As a newbie I am currently working on a mini internship project which requires me to analyse a dataset using splunk. I have completed almost all but the last part of it which reads "gender that performed the most fraudulent activities and in what category". Basically im supposed to get the gender (F or M) that performed the most fraud in specifically in what category. The dataset which consists of a column of steps, customer, age,gender, Postcodeorigin, merchant, category,amount and fround from a file name fraud_report.csv . The file has already been uploaded to splunk. I am just stuck at the query part.
Hi @Cleanhearty ,
I suppose that you already ingested the csv file in a lookup or in an index.

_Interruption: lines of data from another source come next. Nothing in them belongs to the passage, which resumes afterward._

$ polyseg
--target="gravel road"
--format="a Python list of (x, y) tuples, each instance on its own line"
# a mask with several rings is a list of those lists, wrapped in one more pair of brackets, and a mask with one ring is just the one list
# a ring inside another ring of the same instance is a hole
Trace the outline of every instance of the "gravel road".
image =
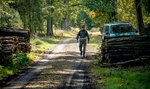
[(94, 89), (88, 73), (94, 49), (88, 45), (83, 59), (75, 38), (68, 38), (3, 89)]

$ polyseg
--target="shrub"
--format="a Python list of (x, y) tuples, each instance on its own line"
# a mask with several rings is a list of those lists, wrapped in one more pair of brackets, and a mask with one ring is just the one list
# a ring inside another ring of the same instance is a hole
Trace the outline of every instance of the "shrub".
[(12, 65), (16, 68), (24, 66), (29, 62), (31, 62), (31, 59), (27, 56), (27, 54), (17, 53), (12, 58)]
[(41, 44), (42, 44), (42, 42), (40, 42), (40, 41), (35, 42), (35, 45), (41, 45)]

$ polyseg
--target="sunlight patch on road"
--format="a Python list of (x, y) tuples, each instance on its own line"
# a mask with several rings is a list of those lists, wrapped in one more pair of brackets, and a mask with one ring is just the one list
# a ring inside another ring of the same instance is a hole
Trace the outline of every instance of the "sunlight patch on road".
[(45, 88), (45, 87), (55, 87), (55, 85), (58, 85), (60, 84), (60, 81), (59, 80), (49, 80), (49, 81), (39, 81), (39, 83), (33, 83), (29, 86), (26, 87), (26, 89), (31, 89), (31, 88), (34, 88), (34, 89), (38, 89), (38, 88)]

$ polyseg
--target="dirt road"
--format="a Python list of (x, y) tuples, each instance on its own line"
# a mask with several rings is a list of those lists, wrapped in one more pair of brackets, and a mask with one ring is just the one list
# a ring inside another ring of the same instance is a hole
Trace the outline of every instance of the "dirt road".
[(94, 47), (88, 45), (83, 59), (75, 38), (66, 39), (3, 89), (92, 89), (88, 66), (93, 54)]

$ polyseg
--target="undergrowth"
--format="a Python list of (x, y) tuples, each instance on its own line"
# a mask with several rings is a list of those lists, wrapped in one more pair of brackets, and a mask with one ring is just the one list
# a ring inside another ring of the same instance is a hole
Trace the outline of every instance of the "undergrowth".
[(95, 51), (100, 48), (101, 46), (101, 35), (100, 32), (89, 32), (90, 35), (90, 45), (95, 46)]
[(150, 89), (150, 66), (128, 68), (100, 67), (98, 60), (92, 64), (96, 89)]
[(0, 65), (0, 80), (6, 78), (8, 75), (12, 75), (19, 72), (24, 66), (30, 64), (32, 59), (29, 54), (16, 53), (14, 54), (11, 62), (5, 66)]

If in a lookup you can define what you mean with "gender that performed the most fraudulent activities and in what category", I suppose that you mean most fraudolent by amount,
so you could try something like this:
| inputlookup fraud_report.csv
| stats max(amount) AS amount BY gender category
| sort -amount
| head 10in this way, you have the top 10 categories by gender that have the greatest amount.
My hint is also to follow the Splunk Search Tutorial (https://docs.splunk.com/Documentation/SplunkCloud/latest/SearchTutorial/WelcometotheSearchTutorial) to learn how to run similar searches.
Ciao.
Giuseppe
Thanks for the help. Unfortunately it didnt return any results(statistics(0)). That's weird.
PS: I replaced the file name with the origial.
Hi @Cleanhearty ,
check if the used fields (amount, gender, and category) are in the lookup and the name is exactly the same (field names are case sensitive).
then check the amount field format.
ciao.
Giuseppe